To train a ControlNet model, run the following command:

python src/controlnet_image_generator/train.py \
  --pretrained_model_name_or_path="stabilityai/stable-diffusion-2-1" \
  --dataset_name="huggingface/controlnet-dataset" \
  --output_dir="controlnet_output" \
  --resolution=512 \
  --train_batch_size=4 \
  --num_train_epochs=3 \
  --learning_rate=1e-5 \
  --validation_prompt="A cat sitting on a chair" \
  --validation_image="path/to/conditioning_image.png" \
  --push_to_hub \
  --hub_model_id="your-username/controlnet-model"

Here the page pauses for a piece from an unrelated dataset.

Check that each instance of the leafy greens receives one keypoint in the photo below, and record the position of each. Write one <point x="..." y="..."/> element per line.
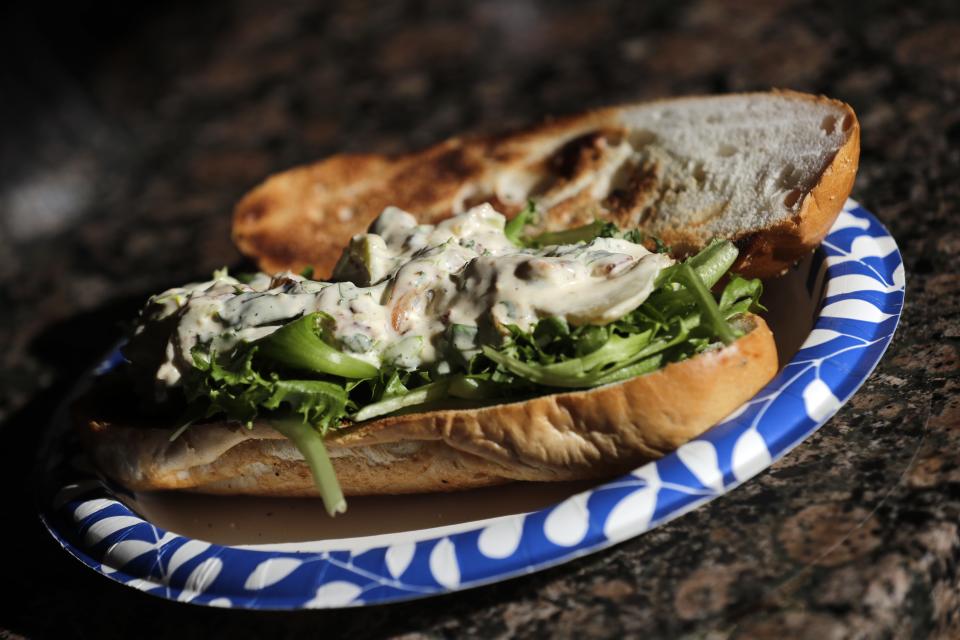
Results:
<point x="300" y="380"/>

This command trains a ControlNet model using the Stable Diffusion 2.1 pretrained model, a specified dataset, and logs results to the HuggingFace Hub.

Notes

  • Ensure the dataset contains columns for target images, conditioning images, and captions as specified by image_column, conditioning_image_column, and caption_column.
  • The resolution must be divisible by 8 to ensure compatibility with the VAE and ControlNet encoder.
  • Mixed precision training (fp16 or bf16) can reduce memory usage but requires compatible hardware.
  • Validation images and prompts must be provided in matching quantities or as single values to be reused.

For further details, refer to the source scripts or the HuggingFace Diffusers documentation.